Hall effect evidence for an interplay between electronic correlations and Na order induced electronic bands topology in NaxCoO2

The incidence of topology on the band structure and physical properties of layered compounds has been extensively studied in semimetals. How those evolve in the presence of electronic correlations has been less investigated so far. In the sodium cobaltates NaxCoO2 considered here, unexpected magnetic properties associated with correlations on the Co sites were disclosed about 15 years ago. It has also been found that various orderings of the Na atoms occur in between the CoO2 layers in the stable phases of these cobaltates. The distinct Na orders of these phases have been shown to induce specific Co charge disproportionation with large-size unit cells in the CoO2 planes, linked with the diverse magnetic behaviors.
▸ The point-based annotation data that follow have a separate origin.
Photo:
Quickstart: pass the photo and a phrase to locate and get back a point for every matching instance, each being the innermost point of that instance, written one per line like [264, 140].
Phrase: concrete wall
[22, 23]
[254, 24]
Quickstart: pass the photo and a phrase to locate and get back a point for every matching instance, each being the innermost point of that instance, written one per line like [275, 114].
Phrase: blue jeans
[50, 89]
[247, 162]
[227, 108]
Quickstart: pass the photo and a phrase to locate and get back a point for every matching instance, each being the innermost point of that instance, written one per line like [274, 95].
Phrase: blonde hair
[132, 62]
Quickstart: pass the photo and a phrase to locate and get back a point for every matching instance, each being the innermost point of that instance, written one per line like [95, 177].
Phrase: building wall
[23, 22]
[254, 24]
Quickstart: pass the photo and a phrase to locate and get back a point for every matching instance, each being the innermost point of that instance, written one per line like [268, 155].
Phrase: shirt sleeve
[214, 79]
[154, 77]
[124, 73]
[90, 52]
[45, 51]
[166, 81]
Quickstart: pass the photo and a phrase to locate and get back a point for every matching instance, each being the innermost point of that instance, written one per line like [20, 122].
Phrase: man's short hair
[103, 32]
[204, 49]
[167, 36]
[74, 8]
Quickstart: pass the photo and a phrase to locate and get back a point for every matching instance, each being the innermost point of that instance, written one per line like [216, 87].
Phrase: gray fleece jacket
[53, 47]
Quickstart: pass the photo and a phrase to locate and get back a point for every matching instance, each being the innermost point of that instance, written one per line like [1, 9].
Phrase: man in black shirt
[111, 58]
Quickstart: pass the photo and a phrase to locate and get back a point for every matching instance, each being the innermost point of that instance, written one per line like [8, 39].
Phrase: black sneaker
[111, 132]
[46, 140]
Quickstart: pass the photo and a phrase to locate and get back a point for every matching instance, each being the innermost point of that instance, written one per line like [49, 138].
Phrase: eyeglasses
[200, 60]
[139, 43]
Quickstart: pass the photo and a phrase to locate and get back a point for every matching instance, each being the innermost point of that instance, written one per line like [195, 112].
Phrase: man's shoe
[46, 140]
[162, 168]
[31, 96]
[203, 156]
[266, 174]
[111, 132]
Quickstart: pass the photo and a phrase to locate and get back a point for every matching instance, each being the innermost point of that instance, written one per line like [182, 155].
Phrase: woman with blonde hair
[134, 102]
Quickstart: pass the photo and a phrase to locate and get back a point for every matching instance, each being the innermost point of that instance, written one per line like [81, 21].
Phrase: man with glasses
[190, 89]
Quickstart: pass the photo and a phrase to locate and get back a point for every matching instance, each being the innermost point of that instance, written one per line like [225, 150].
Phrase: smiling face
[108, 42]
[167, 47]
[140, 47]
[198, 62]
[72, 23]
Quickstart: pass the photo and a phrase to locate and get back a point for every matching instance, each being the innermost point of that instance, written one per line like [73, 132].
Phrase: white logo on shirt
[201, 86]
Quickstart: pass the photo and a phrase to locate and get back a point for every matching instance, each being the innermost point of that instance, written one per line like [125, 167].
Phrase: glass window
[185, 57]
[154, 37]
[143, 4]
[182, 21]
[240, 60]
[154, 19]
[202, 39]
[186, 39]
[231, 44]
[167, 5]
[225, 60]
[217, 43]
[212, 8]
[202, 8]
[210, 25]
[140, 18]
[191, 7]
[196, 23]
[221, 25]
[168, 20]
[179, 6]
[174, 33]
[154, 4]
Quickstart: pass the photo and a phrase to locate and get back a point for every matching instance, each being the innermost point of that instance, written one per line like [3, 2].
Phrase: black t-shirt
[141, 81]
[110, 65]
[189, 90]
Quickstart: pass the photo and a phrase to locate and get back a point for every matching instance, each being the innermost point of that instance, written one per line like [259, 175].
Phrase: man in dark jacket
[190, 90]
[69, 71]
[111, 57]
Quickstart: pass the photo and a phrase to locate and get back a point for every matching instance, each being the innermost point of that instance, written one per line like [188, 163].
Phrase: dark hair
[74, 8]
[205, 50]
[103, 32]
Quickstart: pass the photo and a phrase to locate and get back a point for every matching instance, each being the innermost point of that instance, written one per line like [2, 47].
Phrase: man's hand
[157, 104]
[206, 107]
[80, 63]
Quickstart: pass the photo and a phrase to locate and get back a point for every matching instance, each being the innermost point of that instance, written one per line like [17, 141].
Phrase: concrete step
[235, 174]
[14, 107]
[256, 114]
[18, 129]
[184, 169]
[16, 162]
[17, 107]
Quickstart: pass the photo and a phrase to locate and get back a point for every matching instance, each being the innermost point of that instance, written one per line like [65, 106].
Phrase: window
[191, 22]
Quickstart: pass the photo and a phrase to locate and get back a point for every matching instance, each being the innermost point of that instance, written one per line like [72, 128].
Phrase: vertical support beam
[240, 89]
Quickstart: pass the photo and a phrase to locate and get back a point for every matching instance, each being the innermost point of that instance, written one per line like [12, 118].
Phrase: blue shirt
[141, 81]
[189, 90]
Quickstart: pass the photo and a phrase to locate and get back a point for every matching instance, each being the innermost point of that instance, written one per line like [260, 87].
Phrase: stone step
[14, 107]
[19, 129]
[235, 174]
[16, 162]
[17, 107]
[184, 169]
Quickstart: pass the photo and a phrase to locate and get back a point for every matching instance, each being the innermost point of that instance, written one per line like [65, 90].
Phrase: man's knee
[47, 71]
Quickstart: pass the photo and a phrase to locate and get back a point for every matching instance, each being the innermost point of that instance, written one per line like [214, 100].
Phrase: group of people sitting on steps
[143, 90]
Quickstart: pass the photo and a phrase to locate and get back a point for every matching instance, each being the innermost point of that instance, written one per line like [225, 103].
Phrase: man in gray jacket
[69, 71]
This provides an original playground in the studies of interplays between topology and correlations in these layered materials. We present here transport measurements on a series of single crystals and demonstrate that we do synthetize pure phases with quite reproducible transport properties. We show that above room temperature those display a similar behavior whatever the Na content. On the contrary, we provide evidence for a great diversity in Hall effect low-temperature dependences which underscores the specificities of the Fermi-surface reconstructions induced by the Na order. We study in some detail the difference between two metallic phases, one (x = 0.77) antiferromagnetic below T-N = 22K and the second (x = 2/3) paramagnetic down to T = 0. Both show a sign change in the Hall effect with decreasing T. We demonstrate that this can be attributed to quite distinct physical effects. For the x = 0.77 phase the negative Hall effect has a nonlinear field dependence and occurs in similar conditions to the anomalous Hall effect found in various magnetic metals. In the x = 2/3 phase in which the Co sites are disproportionated in a kagome substructure, the negative sign of the Hall effect and its two-step T variation have to be assigned to specificities of its Fermi surface. In both cases the anomalies detected in the Hall effect are certainly associated with the topology of their Co electronic bands.